Hi, my question is based of Q7.
Question 7
Based on the table from the previous question, a friend thinks that the training data distribution is much easier than the dev/test distribution. What do you think?
What does it mean that ‘training data distribution is much easier than the dev/test distribution’?
Hi @shamus , please do not post direct references to (correct/incorrect) answers in the quizzes. We are here to help each other, but this is an spoiler to other students in the course
By “data distribution is much easier” or “Bayes error for the data distribution is lower”, they mean that the data distribution of a particular set is closer to the true data distribution.
This is the part that I am having trouble wrapping my head around. It seems in the lecture it was simply “assumed” that human level performance on rear view mirror speech data is higher than that for general speech data (6% compared to 4%). Couldn’t it very well be also around 4%? In which case this entire argument breaks down? This part is not really explained with rigor and we are to assume that whenever dev/test error is lower than train/train-dev that the human level performance for the dev-test distribution will always be lower? It doesn’t make a lot of sense to me to make that assumption.

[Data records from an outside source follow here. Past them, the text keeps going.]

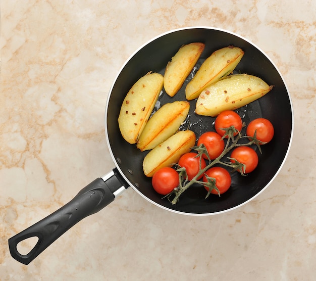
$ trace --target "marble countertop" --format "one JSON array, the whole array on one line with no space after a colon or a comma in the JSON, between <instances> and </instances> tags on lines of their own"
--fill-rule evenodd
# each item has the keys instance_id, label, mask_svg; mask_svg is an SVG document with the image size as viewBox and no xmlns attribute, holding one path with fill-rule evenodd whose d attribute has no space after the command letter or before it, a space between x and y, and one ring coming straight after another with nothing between
<instances>
[{"instance_id":1,"label":"marble countertop","mask_svg":"<svg viewBox=\"0 0 316 281\"><path fill-rule=\"evenodd\" d=\"M315 2L16 0L1 8L1 280L314 279ZM126 60L162 33L195 26L248 38L282 73L295 128L275 180L248 204L205 217L167 211L129 189L28 265L13 259L10 237L114 167L104 107Z\"/></svg>"}]
</instances>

I didn’t get the correct answer for this one myself. But I think that Professor Ng explained, maybe briefly. If a dataset contains many blurry/noisy images, the intrinsic level for making an incorrect classification (Bayes error) is high. We should assume that a dataset from a different distribution source has a different Bayes error.
Can we only compare the error with human-level error when the training dataset has the same distribution with dev/test distribution?
This is my understanding: if there is a data distribution mismatch, the human error can represent the benchmark for dev/test but cannot be used for training dataset.